In vitro diagnostic reagents clinical trials refer to the systematic study of the clinical performance of in vitro diagnostic reagents in their corresponding clinical conditions. They are the last stage of research and development used in clinical applications to guide the effectiveness and safety of clinical treatment. The trial data and results are important basis for registration evaluation and approval by the regulatory department.
In terms of ethics, the entire ethical review system for IVD reagents clinical trials is not yet mature compared to drug clinical trials. Currently, it is generally based on the method of drug clinical trials as a reference standard, and ethical review is generally conducted by the ethics committee of drug clinical trials, ignoring the unique characteristics of IVD reagents clinical trials.
In vitro diagnostic reagents clinical trials started relatively late in the entire clinical trial field, and related laws and regulations are gradually being improved. Some ethics committee members lack experience in reviewing in vitro diagnostic reagents clinical trials, and even know little about the product characteristics, which weaken the ethics committee's review ability as the most important link in reviewing medical device clinical trials, leading to problems for clinical trial researchers in finding reasonable basis during ivd diagnostic reagent operation, and resulting in a decline in the quality of clinical trials.
How to improve the quality of ethics committees' review of IVD reagents clinical trials and ensure their smooth progress? Firstly, it is recommended that ethics committees should start from the actual situation of the research, draw on the experience of domestic and foreign hospital ethics committees in reviewing IVD reagents clinical trials, invite related personnel experienced in in vitro diagnostic reagents clinical trials to be members of the ethics committee, and formulate a set of operating procedures suitable for the hospital to carry out in vitro diagnostic reagents ethical review. Secondly, it is recommended that ethics committee members and research personnel at all levels of the hospital receive training on relevant laws, regulations, and policies regarding IVD reagents clinical trials, increase their understanding of ethics, and continuously improve and customize the review process according to the characteristics of different products during the review process. Finally, it is recommended that ethics committee members fully understand the entire clinical trial process, strengthen ethical review, and strictly review every key aspect involved in the clinical trial plan to ensure the quality of the clinical trial.

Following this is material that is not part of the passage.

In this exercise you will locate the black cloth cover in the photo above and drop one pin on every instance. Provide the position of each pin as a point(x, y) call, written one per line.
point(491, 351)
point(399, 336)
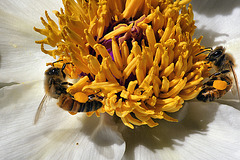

With the passage of time, drug clinical trial institutions have made qualitative leaps in terms of qualification recognition, institutional construction, and supervision, and have continuously promoted the innovative development and overall level of drug clinical trials. Institutions and personnel are the basis for ensuring whether a clinical trial is compliant. Having a complete clinical trial management institution is the basis for guaranteeing that the clinical trial is conducted in compliance; trained and experienced researchers are the guarantee for the smooth completion of the clinical trial.
With the development of science and technology of in vitro diagnostic solutions, in vitro diagnostic products are becoming more and more widely used. Medical device clinical trial institution management is also gradually becoming standardized. In the stage where regulations are continuously improved and updated, there are still many problems in on-site inspections, mainly including:
The division of labor among personnel participating in the trial is unclear. The sponsor and investigator are the main leaders of the clinical trial, and they lack understanding of the process of conducting the IVD reagents clinical trial. Most sponsors think that as long as they provide the trial institution with relevant materials or instrument and equipment needed for the trial, they can obtain approval. No supervisor or appointed supervisor is seen throughout the trial to conduct supervision on relevant trial processes.
The researchers are not familiar with the quality management regulations and standards of the clinical trial, there is no perfect training mechanism, and there is a lack of communication and understanding between the applicant and the investigator. The researchers are not familiar with the operating procedures of IVD clinical trials, and they do not understand the characteristics of the IVD in vitro diagnostic reagents products, ignoring the quality of the trial, and failing to effectively identify the potential problems that may exist in clinical trials.
Supervision and clinical data recording tend to be formalized, and cannot objectively and comprehensively reflect the entire quality control process of the trial, directly leading to a decline in the quality of the clinical trial.